The IMF Is Using the Debt Crisis to Hollow Out Pakistan’s Sovereignty

Imran Khan's government came to power in 2018 promising to reorient Pakistan's economy toward the needs of the population. But faced with a debt crisis it soon dropped its reformist agenda — and now, the International Monetary Fund is pressuring it to place its State Bank permanently beyond democratic control.

AFGHANISTAN-PAKISTAN-DIPLOMACY

Pakistan’s prime minister Imran Khan speaks during a press conference, 2020. (Wakil Kohsar / AFP via Getty Images)


As the COVID-19 crisis continues to wreak havoc, at the end of March UN Secretary General António Guterres called for “decisive action” to avert the developing world’s deepening debt crisis. He warned that the previous debt obligations of poor countries were fast maturing, threatening to prolong the economic crisis. African governments alone owe $23.4 billion in repayments to financial institutions this year, notwithstanding current pressures — signaling the scale of the economic burden imposed on poor nations across the globe.

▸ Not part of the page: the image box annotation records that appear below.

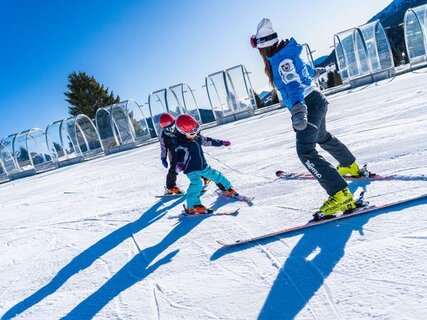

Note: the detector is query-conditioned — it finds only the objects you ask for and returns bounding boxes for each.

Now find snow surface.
[0,69,427,319]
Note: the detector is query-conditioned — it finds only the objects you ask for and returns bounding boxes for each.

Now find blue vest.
[267,38,315,110]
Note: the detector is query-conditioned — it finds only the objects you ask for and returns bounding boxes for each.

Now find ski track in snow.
[0,69,427,319]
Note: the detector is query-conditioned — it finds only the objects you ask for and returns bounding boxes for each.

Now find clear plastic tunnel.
[334,21,395,84]
[95,104,135,152]
[404,4,427,64]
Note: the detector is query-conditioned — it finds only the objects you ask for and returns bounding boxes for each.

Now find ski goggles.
[185,124,200,137]
[163,123,176,136]
[250,32,277,48]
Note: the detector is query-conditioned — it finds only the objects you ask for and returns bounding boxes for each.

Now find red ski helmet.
[159,113,175,128]
[176,114,200,135]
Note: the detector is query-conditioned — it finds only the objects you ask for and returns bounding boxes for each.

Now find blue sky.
[0,0,391,139]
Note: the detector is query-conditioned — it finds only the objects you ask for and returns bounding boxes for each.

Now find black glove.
[162,158,168,168]
[291,102,307,131]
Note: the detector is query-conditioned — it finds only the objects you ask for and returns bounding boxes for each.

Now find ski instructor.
[251,18,360,219]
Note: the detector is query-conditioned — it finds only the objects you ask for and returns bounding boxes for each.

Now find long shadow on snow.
[63,196,231,320]
[211,182,427,319]
[1,197,191,319]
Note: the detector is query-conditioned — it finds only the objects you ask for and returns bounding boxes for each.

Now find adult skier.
[251,18,361,218]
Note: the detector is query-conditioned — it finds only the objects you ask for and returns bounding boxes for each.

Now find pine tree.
[64,72,120,119]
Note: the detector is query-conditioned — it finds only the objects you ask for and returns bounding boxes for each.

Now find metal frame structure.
[45,114,104,165]
[205,65,256,124]
[118,99,151,145]
[334,20,395,86]
[148,88,170,136]
[2,128,58,176]
[166,82,202,123]
[403,4,427,65]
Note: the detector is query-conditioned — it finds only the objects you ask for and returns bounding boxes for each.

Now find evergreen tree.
[64,72,120,119]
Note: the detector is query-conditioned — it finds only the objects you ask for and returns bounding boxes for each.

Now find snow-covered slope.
[0,70,427,319]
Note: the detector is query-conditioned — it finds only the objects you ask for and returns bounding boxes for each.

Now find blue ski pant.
[296,91,356,195]
[185,166,231,208]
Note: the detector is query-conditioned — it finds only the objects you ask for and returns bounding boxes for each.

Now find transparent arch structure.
[205,65,256,124]
[46,114,104,165]
[148,88,172,136]
[2,128,58,178]
[403,4,427,65]
[118,99,151,145]
[95,103,136,154]
[166,83,202,123]
[0,141,18,182]
[334,21,395,87]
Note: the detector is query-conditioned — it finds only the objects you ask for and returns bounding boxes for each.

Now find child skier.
[159,113,182,195]
[251,18,361,219]
[175,114,238,214]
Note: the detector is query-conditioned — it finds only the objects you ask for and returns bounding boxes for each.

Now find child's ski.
[169,208,240,219]
[156,192,185,198]
[276,170,427,181]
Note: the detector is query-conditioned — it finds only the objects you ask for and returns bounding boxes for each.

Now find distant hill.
[315,0,427,67]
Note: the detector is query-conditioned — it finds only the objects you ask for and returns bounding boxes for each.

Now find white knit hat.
[255,18,279,48]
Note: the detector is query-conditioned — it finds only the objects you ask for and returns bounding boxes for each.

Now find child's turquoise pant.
[186,166,231,208]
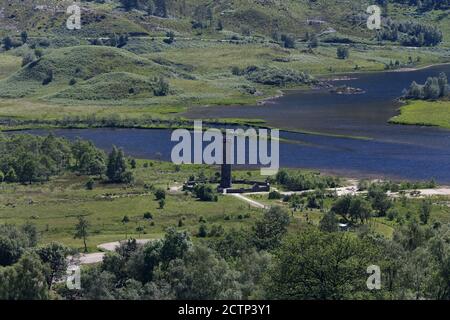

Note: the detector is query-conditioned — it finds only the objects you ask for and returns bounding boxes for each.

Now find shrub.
[85,178,95,190]
[336,46,350,60]
[144,212,153,220]
[197,223,208,238]
[194,184,218,201]
[155,189,166,200]
[153,77,170,97]
[269,190,281,200]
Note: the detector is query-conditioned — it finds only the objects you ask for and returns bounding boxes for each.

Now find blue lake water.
[12,65,450,183]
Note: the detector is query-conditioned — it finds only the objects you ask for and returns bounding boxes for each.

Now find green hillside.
[0,0,450,127]
[0,46,164,97]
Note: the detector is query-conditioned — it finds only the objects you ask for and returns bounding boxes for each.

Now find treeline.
[377,0,450,11]
[377,18,443,47]
[0,194,450,300]
[0,223,71,300]
[403,72,450,100]
[115,0,167,18]
[0,134,133,183]
[275,170,340,191]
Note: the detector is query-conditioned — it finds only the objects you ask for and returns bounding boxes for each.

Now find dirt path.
[229,193,267,209]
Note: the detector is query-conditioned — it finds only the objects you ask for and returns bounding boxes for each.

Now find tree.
[5,168,17,182]
[155,189,166,200]
[419,200,432,224]
[159,246,242,300]
[106,146,129,183]
[153,77,170,97]
[280,34,295,49]
[71,139,106,175]
[367,184,392,217]
[308,34,319,49]
[319,211,339,232]
[158,199,166,209]
[20,31,28,44]
[266,229,377,300]
[3,37,14,51]
[438,72,448,97]
[197,223,208,238]
[22,52,36,67]
[253,207,290,250]
[74,216,89,252]
[336,46,350,60]
[36,242,69,290]
[0,253,48,300]
[348,197,372,223]
[423,77,441,100]
[42,69,53,86]
[154,0,167,18]
[120,0,138,11]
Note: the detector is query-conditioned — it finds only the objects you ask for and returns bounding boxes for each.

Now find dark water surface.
[14,65,450,183]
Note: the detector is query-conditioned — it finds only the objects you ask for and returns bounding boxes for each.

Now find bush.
[194,184,218,201]
[241,66,313,86]
[197,223,208,238]
[208,224,225,237]
[85,178,95,190]
[22,52,36,67]
[336,46,350,59]
[155,189,166,200]
[153,77,170,97]
[269,190,281,200]
[144,212,153,220]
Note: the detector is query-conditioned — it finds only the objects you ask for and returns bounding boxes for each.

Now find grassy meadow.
[390,100,450,129]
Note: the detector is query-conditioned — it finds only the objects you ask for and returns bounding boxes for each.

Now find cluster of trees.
[404,72,450,100]
[384,0,450,11]
[336,46,350,60]
[1,31,28,51]
[193,184,218,201]
[0,223,70,300]
[90,34,128,48]
[0,134,133,183]
[275,170,340,191]
[377,18,443,47]
[0,198,450,300]
[120,0,167,18]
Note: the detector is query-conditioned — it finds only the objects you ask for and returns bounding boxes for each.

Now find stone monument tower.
[220,137,232,189]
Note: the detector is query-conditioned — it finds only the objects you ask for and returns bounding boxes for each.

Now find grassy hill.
[0,46,167,98]
[0,0,450,129]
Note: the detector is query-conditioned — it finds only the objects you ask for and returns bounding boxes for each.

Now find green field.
[390,101,450,129]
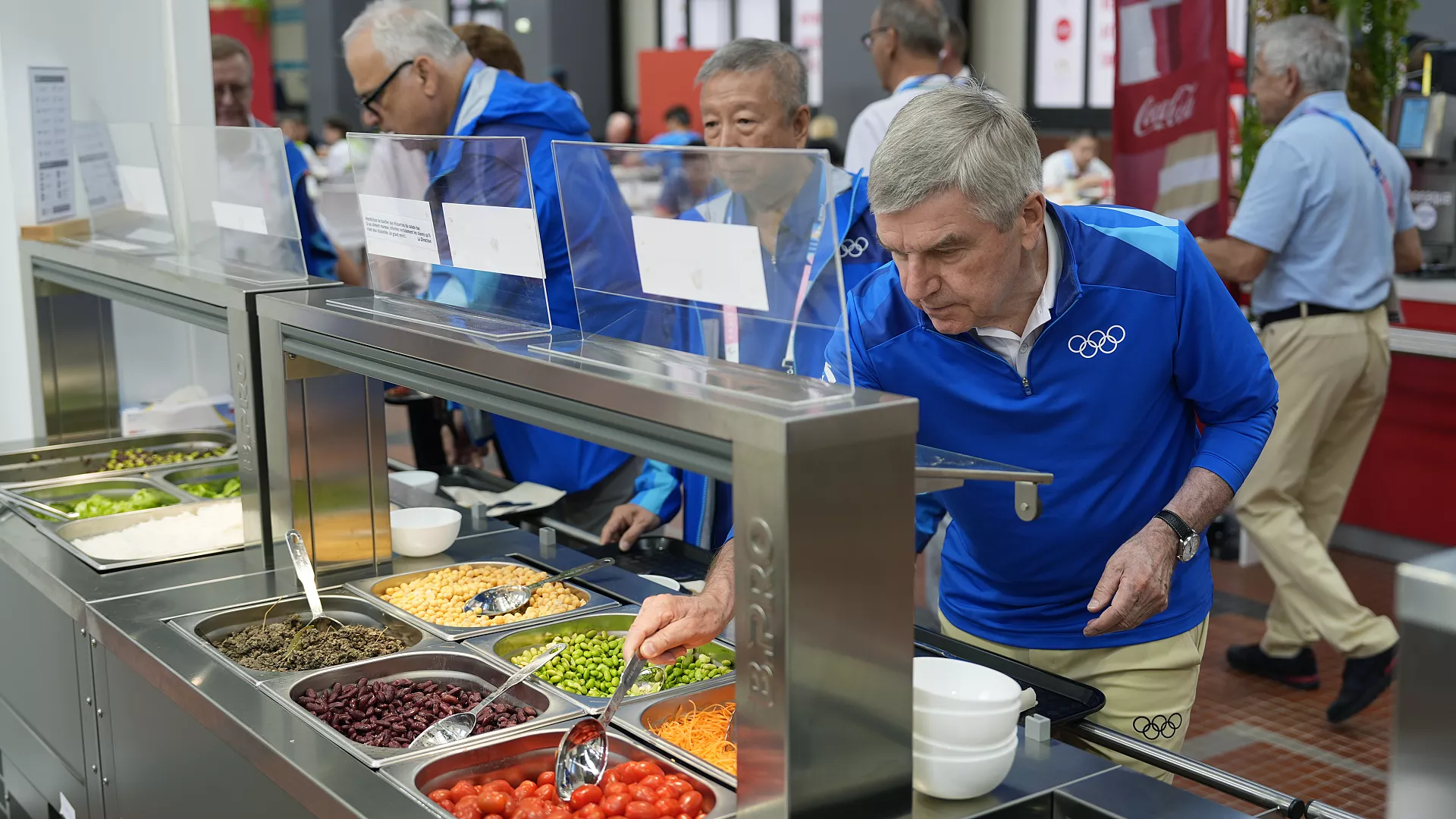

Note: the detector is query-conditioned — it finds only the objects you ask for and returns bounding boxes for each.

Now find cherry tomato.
[475,790,511,814]
[511,797,551,819]
[450,780,475,802]
[622,802,663,819]
[601,792,632,816]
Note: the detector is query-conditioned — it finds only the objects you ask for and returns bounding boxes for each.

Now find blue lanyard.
[1301,108,1395,226]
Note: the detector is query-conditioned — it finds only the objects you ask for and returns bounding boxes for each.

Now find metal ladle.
[284,529,344,638]
[410,642,566,748]
[556,654,646,792]
[464,557,617,615]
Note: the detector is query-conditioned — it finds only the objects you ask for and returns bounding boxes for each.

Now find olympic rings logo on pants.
[1067,324,1127,359]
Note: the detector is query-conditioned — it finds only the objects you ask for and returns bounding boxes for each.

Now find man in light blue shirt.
[1201,16,1421,723]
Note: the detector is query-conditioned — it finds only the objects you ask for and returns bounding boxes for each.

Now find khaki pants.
[940,613,1209,783]
[1233,305,1398,659]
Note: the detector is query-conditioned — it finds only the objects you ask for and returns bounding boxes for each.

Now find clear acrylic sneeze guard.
[157,125,309,284]
[61,121,176,256]
[329,134,552,341]
[532,141,853,405]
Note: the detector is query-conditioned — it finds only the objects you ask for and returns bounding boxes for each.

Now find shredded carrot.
[652,702,738,777]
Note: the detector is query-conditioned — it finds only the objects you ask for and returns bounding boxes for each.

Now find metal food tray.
[915,625,1106,726]
[466,605,738,711]
[380,726,738,819]
[344,558,619,642]
[0,430,237,487]
[262,642,584,768]
[168,592,435,685]
[611,680,738,791]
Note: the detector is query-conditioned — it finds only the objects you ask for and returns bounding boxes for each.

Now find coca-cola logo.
[1133,83,1198,137]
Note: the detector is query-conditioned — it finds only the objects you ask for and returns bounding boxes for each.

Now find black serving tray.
[915,625,1106,726]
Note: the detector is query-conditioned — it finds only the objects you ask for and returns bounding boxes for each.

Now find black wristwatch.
[1156,509,1198,563]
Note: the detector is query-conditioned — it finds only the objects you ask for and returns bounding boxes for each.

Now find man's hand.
[601,503,663,551]
[622,588,733,664]
[1082,517,1178,637]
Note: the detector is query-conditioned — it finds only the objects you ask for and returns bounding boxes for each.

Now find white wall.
[0,0,212,440]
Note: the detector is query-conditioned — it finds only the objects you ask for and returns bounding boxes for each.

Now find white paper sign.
[359,194,440,264]
[632,215,769,310]
[212,199,268,236]
[30,67,76,224]
[117,165,168,215]
[443,202,546,278]
[71,122,125,213]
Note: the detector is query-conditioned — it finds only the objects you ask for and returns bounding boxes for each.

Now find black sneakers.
[1328,642,1401,723]
[1228,642,1328,688]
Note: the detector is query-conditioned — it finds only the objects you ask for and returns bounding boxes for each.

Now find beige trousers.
[1233,305,1398,657]
[940,613,1209,783]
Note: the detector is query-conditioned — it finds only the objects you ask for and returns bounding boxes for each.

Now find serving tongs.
[0,490,80,520]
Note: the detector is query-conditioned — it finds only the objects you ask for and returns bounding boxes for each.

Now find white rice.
[71,498,243,560]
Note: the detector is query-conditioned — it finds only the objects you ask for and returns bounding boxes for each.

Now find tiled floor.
[1178,552,1395,819]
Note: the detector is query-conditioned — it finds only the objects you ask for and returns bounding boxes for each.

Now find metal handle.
[1063,720,1307,819]
[526,557,617,590]
[0,490,80,520]
[470,642,566,717]
[284,529,323,620]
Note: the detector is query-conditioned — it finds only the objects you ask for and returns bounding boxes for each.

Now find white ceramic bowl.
[389,469,440,494]
[912,726,1016,799]
[915,657,1021,711]
[915,693,1021,749]
[389,506,460,557]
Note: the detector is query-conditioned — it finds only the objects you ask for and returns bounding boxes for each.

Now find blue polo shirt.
[1228,90,1415,315]
[827,204,1279,648]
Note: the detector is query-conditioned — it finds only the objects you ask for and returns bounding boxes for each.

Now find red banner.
[1112,0,1228,236]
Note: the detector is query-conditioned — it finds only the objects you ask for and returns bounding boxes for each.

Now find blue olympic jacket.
[427,60,629,493]
[830,204,1279,648]
[632,168,885,548]
[282,140,339,280]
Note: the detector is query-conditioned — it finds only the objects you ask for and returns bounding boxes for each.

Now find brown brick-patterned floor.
[1178,552,1395,819]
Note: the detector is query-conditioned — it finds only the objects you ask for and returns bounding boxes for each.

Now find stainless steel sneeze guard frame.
[344,560,617,640]
[258,282,919,816]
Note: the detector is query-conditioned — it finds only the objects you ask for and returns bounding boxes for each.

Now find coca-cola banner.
[1112,0,1228,236]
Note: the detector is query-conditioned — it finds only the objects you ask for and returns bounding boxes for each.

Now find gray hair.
[1255,14,1350,93]
[693,36,810,120]
[880,0,949,57]
[339,0,466,68]
[869,82,1041,232]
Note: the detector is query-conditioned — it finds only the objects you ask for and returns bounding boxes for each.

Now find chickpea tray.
[345,560,617,640]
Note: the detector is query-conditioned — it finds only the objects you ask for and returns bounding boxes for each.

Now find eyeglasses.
[358,60,415,120]
[859,27,894,51]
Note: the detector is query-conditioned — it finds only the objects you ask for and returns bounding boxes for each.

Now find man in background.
[1201,16,1421,723]
[212,33,364,284]
[342,0,639,529]
[845,0,951,174]
[1041,131,1112,204]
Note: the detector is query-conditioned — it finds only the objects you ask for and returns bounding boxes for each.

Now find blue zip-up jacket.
[830,204,1279,648]
[632,168,891,548]
[428,60,629,493]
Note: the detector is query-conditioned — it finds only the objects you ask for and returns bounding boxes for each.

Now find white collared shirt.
[845,74,951,174]
[973,213,1062,378]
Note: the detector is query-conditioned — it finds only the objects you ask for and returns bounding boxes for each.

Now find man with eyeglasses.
[212,33,353,284]
[342,0,639,531]
[845,0,951,174]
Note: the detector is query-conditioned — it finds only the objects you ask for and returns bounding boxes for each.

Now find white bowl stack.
[913,657,1021,799]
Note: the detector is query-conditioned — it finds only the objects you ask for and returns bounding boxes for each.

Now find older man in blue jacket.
[601,38,890,551]
[344,0,636,529]
[626,86,1279,778]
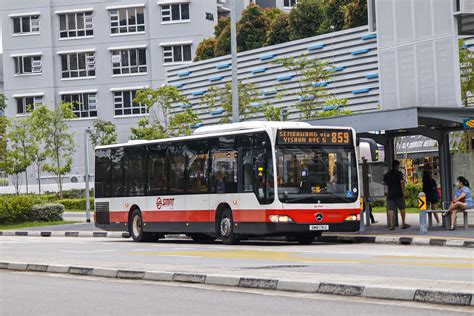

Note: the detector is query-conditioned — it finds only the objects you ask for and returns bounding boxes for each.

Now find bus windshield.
[276,145,358,203]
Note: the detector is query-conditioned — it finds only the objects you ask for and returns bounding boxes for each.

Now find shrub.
[405,183,423,207]
[55,197,94,210]
[29,203,64,222]
[0,195,41,224]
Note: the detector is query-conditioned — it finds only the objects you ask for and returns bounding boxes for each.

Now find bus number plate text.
[309,225,329,230]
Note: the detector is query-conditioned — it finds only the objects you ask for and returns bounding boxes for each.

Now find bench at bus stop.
[420,208,474,234]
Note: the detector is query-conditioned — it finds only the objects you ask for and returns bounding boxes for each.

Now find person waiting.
[443,176,472,230]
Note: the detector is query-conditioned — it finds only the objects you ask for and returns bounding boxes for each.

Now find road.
[0,236,474,292]
[0,272,472,316]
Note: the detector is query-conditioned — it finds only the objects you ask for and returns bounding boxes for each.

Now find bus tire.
[189,233,216,244]
[218,208,240,245]
[296,234,321,245]
[130,209,156,242]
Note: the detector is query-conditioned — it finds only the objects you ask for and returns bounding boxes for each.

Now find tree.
[265,12,290,46]
[132,85,200,139]
[290,0,325,41]
[237,4,270,52]
[214,23,231,57]
[202,81,261,123]
[6,118,38,194]
[341,0,368,29]
[194,37,216,61]
[0,93,7,113]
[320,0,347,33]
[272,54,333,119]
[89,119,117,147]
[33,102,76,199]
[459,40,474,106]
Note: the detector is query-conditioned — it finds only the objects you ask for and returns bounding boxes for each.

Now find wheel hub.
[221,217,232,237]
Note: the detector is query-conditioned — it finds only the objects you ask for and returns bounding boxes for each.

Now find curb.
[0,230,474,248]
[0,262,474,306]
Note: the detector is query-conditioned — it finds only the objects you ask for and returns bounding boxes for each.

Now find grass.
[372,207,419,214]
[0,221,79,230]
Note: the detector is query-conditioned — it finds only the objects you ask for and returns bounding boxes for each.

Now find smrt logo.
[156,197,174,210]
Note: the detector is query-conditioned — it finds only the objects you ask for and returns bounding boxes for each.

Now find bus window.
[209,136,238,193]
[110,147,124,197]
[123,146,146,196]
[147,144,169,195]
[186,140,209,193]
[240,133,275,204]
[167,143,186,194]
[94,149,112,198]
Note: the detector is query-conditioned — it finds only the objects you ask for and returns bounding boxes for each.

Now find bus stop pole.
[361,159,370,226]
[230,0,239,123]
[84,128,91,223]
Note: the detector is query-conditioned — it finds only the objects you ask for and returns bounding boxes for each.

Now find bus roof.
[95,121,351,149]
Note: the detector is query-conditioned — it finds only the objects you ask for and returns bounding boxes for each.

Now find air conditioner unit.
[457,0,474,14]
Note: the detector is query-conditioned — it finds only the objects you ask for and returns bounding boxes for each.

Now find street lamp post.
[230,0,239,123]
[84,127,91,223]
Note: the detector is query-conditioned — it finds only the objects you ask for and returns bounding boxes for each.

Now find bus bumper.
[235,221,360,236]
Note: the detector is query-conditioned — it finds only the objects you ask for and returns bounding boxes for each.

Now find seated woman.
[443,177,472,230]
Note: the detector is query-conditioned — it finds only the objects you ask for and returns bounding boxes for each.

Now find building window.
[109,7,145,34]
[13,15,40,34]
[61,92,97,118]
[59,11,94,38]
[13,55,43,75]
[15,96,43,115]
[283,0,298,8]
[161,3,189,22]
[163,45,192,63]
[61,52,95,79]
[114,90,148,116]
[112,48,147,75]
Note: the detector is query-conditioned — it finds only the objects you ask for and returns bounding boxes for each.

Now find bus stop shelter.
[307,107,474,207]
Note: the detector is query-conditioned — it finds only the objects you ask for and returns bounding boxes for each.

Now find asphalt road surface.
[0,272,472,316]
[0,236,474,286]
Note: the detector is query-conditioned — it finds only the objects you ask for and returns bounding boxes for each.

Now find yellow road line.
[130,250,474,269]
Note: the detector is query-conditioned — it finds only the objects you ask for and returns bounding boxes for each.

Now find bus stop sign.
[464,118,474,129]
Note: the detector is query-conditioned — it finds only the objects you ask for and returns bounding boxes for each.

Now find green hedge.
[30,203,64,222]
[54,197,94,211]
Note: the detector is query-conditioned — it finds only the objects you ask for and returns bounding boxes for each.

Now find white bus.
[95,122,360,244]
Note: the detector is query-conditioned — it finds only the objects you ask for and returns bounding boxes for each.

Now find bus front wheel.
[130,209,163,242]
[219,209,239,245]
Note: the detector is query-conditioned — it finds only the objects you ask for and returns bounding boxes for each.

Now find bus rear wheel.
[130,209,160,242]
[218,209,240,245]
[189,234,216,244]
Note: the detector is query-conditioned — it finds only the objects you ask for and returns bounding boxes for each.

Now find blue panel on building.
[191,90,207,95]
[365,74,379,79]
[252,68,267,75]
[209,76,224,82]
[351,49,370,55]
[211,109,225,115]
[277,76,293,81]
[260,54,276,61]
[361,34,377,41]
[308,44,326,51]
[352,88,370,94]
[178,71,191,77]
[216,63,232,69]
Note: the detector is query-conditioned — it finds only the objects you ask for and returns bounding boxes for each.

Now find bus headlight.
[269,215,293,223]
[345,214,360,221]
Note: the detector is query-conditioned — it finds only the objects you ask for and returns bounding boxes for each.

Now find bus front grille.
[95,202,110,224]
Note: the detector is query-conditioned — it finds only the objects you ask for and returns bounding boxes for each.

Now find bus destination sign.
[277,129,352,145]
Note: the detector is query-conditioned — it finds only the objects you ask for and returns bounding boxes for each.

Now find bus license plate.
[309,225,329,230]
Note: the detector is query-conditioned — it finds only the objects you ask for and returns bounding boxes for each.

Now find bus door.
[185,140,214,232]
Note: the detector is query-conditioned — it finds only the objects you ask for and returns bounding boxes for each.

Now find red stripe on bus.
[110,209,359,223]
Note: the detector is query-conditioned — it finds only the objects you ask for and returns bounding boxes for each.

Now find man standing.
[383,160,410,230]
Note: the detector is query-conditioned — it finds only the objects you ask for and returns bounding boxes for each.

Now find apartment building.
[0,0,296,192]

The kind of future in store for the developing world can be gauged by the sweeping financial reforms being imposed by the global financial technocracy in Pakistan. A poor country struggling to meet the basic needs of its people, under the pressure of the pandemic its creditors are now being forced into a financial arrangement that will erode any semblance of democratic control over the country’s economy.

IMF Stranglehold

Imran Khan’s Pakistan Tehreek-e-Insaf (PTI) government came to power in August 2018 promising to break the “begging bowl” of the International Monetary Fund and reorient the economy toward meeting the development needs of the public. However, a mounting balance-of-payments crisis inherited from the previous government, as well as economic mismanagement in the first few months under the new administration, forced the country back to the IMF in April 2019.